It was March Madness in November Tuesday night, for college hoops junkies like myself.
Four of the top five teams faced each other; this never happens this early in the season.
And while I’m a little down that my Duke boys lost to Kansas, it was still a night of two great games, a bunch of fabulous freshmen, and what felt like the start of a fantastic season.
Some quick-hit thoughts in the wee hours of the morning (cue the Frank Sinatra, please)
–Kansas-Duke was a terrific basketball game, marred only by the 432 fouls called in the final 10 minutes. The referees have been instructed to call the games tighter and eliminate the wrestling matches that go on in the paint, and I’m all for that. It’s just going to take the players some getting used to,
— Jabari Parker. Oh. My. Goodness. I’ve been watching Duke for 26 years, and I can’t remember a player exactly like him. He’s sorta like Grant Hill but bigger (though that sweet alley-oop dunk was exactly like Grant’s in the ’91 title game (above). The kid is going to be really really special.
— Kansas’ stud freshman Andrew Wiggins is very good, but their other less-known freshmen like Wayne Selden and the Mason kid are also terrific. Jayhawks are loaded.
— Michigan State hung on to beat Kentucky, proving that experience beats talented youth early in the year. But man, Julius Randle of Kentucky is a beast. Nobody in college basketball will be able to stop him. He’s got an NBA-ready body as a freshman. (Terrific column on the game here by Yahoo!’s Dan Wetzel.)
— Duke played terrible on defense, missed a ton of free throws, and had two of its best players (Quinn Cook and Rodney Hood) basically go invisible the last 15 minutes of the game. And were still in it with 2 minutes left. So I’m not worried.
— I think three of these four teams will be in the Final Four. Michigan State is loaded, Kentucky’s kids are for real, and I think either Duke or Kansas will get there. What a great season this is going to be.
**Next up today, heard this story on the radio this week and was kinda stunned. A high school cross-country runner in Kentucky named Codie Thacker gave up her chance to qualify for the state meet last week because she was assigned the race number 666, and she said to wear it would have gone against her Christian beliefs.
Thacker said she tried to get a different number three times, but officials wouldn’t let her.
“I didn’t want to risk my relationship with God and try to take that number,” Thacker said, adding that she’s been training since June for this race. “I was so nervous, I thought about it all week.”
On the one hand, I can see why she was a little upset. Triple-sixes is not a great number.
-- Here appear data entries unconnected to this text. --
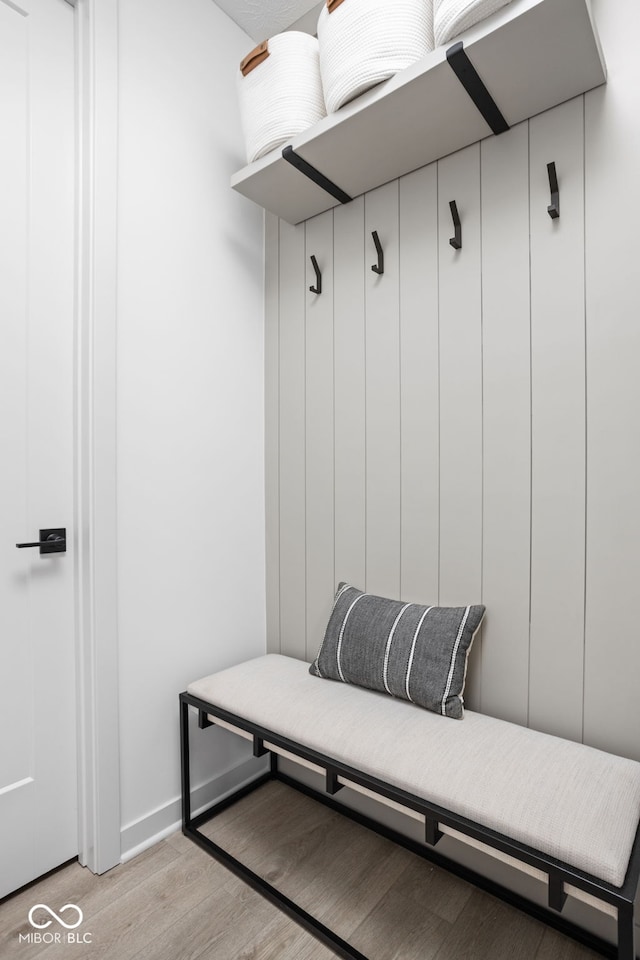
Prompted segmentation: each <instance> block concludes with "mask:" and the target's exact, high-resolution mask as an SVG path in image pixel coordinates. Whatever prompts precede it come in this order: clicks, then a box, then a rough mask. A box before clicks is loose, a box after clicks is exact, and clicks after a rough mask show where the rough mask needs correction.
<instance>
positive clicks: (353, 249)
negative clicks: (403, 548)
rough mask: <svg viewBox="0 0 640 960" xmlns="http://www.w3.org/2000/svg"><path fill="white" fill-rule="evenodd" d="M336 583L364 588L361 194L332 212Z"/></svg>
mask: <svg viewBox="0 0 640 960" xmlns="http://www.w3.org/2000/svg"><path fill="white" fill-rule="evenodd" d="M333 216H334V221H333V232H334V258H333V260H334V279H333V284H334V286H333V299H334V396H335V581H336V583H335V586H337V585H338V583H339V582H340V581H341V580H344V581H345V582H347V583H352V584H353V585H354V586H356V587H359V588H360V589H362V590H364V588H365V579H366V529H365V528H366V505H365V501H366V464H365V456H366V442H365V439H366V438H365V422H366V420H365V396H366V391H365V320H364V309H365V306H364V282H365V281H364V269H365V260H364V251H363V248H364V197H359V198H358V199H357V200H353V201H352V202H351V203H349V204H347V205H346V206H344V207H336V208H335V210H334V212H333Z"/></svg>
But to blow your chance to make the state meet just because a random number was given to you that you didn’t like? Does Thacker really think God is looking down and judging her behavior in a high school running meet?
The things people do in the name of religion… never fails to amaze me.
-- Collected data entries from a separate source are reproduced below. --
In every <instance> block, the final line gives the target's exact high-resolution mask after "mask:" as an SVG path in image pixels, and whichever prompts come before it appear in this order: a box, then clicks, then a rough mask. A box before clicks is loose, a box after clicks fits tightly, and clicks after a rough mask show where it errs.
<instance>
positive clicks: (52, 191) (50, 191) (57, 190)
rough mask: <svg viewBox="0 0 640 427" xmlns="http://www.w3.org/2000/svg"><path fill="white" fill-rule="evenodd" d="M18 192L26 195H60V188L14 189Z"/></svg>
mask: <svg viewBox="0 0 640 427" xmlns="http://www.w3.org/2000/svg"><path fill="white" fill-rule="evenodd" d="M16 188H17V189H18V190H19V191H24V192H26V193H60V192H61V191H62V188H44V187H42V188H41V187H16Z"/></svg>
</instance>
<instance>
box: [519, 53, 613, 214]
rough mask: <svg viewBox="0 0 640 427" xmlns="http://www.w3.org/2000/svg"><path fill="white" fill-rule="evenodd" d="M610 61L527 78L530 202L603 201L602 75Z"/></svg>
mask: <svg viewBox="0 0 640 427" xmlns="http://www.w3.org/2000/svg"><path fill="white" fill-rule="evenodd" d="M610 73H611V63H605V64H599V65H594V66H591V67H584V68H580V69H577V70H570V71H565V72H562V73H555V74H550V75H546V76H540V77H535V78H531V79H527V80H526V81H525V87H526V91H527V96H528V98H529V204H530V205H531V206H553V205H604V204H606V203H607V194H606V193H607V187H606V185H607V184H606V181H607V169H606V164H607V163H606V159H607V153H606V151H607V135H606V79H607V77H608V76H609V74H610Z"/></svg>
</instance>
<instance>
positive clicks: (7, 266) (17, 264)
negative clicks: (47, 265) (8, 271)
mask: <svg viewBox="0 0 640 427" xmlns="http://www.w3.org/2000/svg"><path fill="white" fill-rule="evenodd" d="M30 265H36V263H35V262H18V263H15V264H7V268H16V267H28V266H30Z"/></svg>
**Finally today, I thought this was a real interesting study in the New York Times. A writer named Seth Stephens-Davidowitz took a look at NBA players and where they came from, specifically, what zip code, and tried to see if there were any patterns between coming from an underprivileged, low-income area and athletic success.
I think a lot of people, like me, assume that a study like this would show that the worse the background, the hungrier the player, thereby making it more likely the star athlete would make the NBA.
But in actuality, the study found that growing up in a wealthier zip code increases the likelihood an African-American or while male will make the NBA, and that African-American NBA players were far more likely to be born to married parents, among other findings.
Very interesting stuff; it seems like you always hear about the NBA star making it to the pros without any parental guidance, but maybe those are just the exceptional cases.